P2: Vamos ver… Que tipo de informação é dada ali na notícia? Vamos ver qual é o título dessa

notícia. C.

A: “Edifícios municipais metem água”.

P2: E qual é a outra informação que está por baixo? A informação de “Terça, Fevereiro 25, 2014” diz

respeito a quê?

A: A data.

A: Dia e hora.

A: Não, professora! O que a senhora leu só diz respeito a data.

P2: O que eu li só diz respeito a data. A data em que foi escrita a notícia.

A: E onde se passou os acontecimentos.

Alguns alunos falaram ao mesmo tempo e a professora falou:

P2: Espera! Um de cada vez se não, não nos entendemos. G. qual é o acontecimento?

O aluno G. leu do texto projetado:

A: “A recente vaga de mau tempo provocou “dano acentuado” em “várias estruturas municipais”. Em

“muitos” edifícios propriedade da Câmara entrou água, “agravando a situação negativa já existente

antes do Inverno”

P2: Então o que causou os estragos nos edifícios? O que provocou o dano?

A: Foi o mal tempo do inverno.

P2: Então, esse mal tempo podemos dizer que foi a ca…

A: Causa

P2: A causa dos danos. Qual foi a consequência… do mal tempo?

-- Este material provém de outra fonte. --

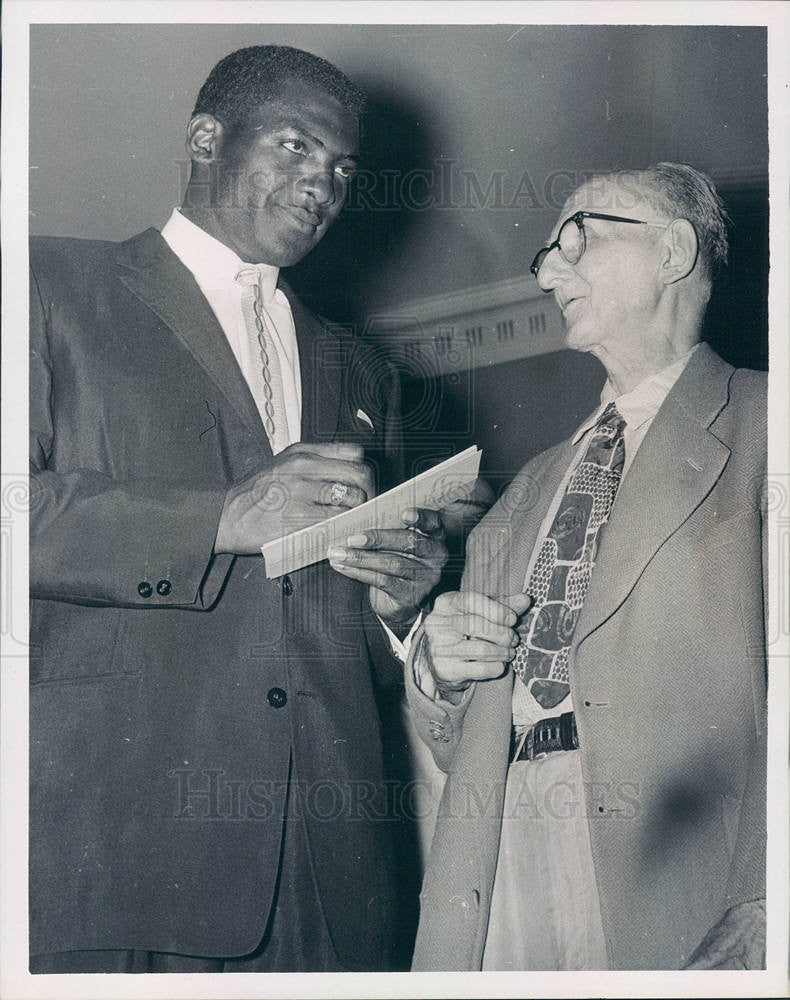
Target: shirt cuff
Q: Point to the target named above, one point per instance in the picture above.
(401, 647)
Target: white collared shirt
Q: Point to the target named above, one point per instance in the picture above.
(214, 267)
(638, 408)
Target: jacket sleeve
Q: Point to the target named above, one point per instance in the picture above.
(104, 541)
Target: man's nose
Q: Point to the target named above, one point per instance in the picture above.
(320, 183)
(553, 270)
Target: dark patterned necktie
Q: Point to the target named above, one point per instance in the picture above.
(562, 570)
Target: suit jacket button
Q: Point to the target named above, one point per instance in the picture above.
(276, 697)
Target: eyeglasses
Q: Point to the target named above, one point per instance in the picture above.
(572, 241)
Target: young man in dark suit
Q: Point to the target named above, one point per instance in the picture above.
(206, 775)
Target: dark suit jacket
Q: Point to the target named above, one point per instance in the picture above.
(667, 673)
(174, 691)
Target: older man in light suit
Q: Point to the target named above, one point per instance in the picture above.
(206, 753)
(596, 692)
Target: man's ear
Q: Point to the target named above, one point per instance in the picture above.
(681, 249)
(204, 137)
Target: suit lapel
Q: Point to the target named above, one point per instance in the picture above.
(676, 467)
(322, 365)
(152, 272)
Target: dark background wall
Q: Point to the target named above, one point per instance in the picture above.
(475, 136)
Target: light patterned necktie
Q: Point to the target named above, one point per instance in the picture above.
(265, 377)
(562, 570)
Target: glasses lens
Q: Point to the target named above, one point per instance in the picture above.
(572, 240)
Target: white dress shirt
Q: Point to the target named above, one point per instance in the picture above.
(214, 267)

A: Ficou destruída várias estruturas municipais.

P2: Vamos tentar colocar o dedo no ar e responder só quando eu disser. Diz agora o T.

A: Estragou várias peças…

P2: Estragou várias peças? Estragou vários…

A: Estragou várias coisas nos edifícios municipais.

P2: Pode não ter estragado os objetos, pode ter estragado o próprio edifício a estrutura em si. Vai ver

que é isso que ele diz: Em “muitos” edifícios propriedade da Câmara entrou água, “agravando a

situação negativa já existente antes do Inverno”. Então, temos ali a informação, temos ali o título,

temos a data, depois temos o acontecimento e a seguir diz assim: “Esta será uma das informações que

o presidente da autarquia, Ribau Esteves, prestará sexta-feira na Assembleia Municipal”. Essa frase

que tipo de informação nos dá?

A: Que Ribau Esteves vai…

P2: Espera aí só um bocadinho que não quero que me digas exatamente o que é que ele está. Eu quero

que me digas que informação me dá… a informação diz respeito ao quê? Diga C.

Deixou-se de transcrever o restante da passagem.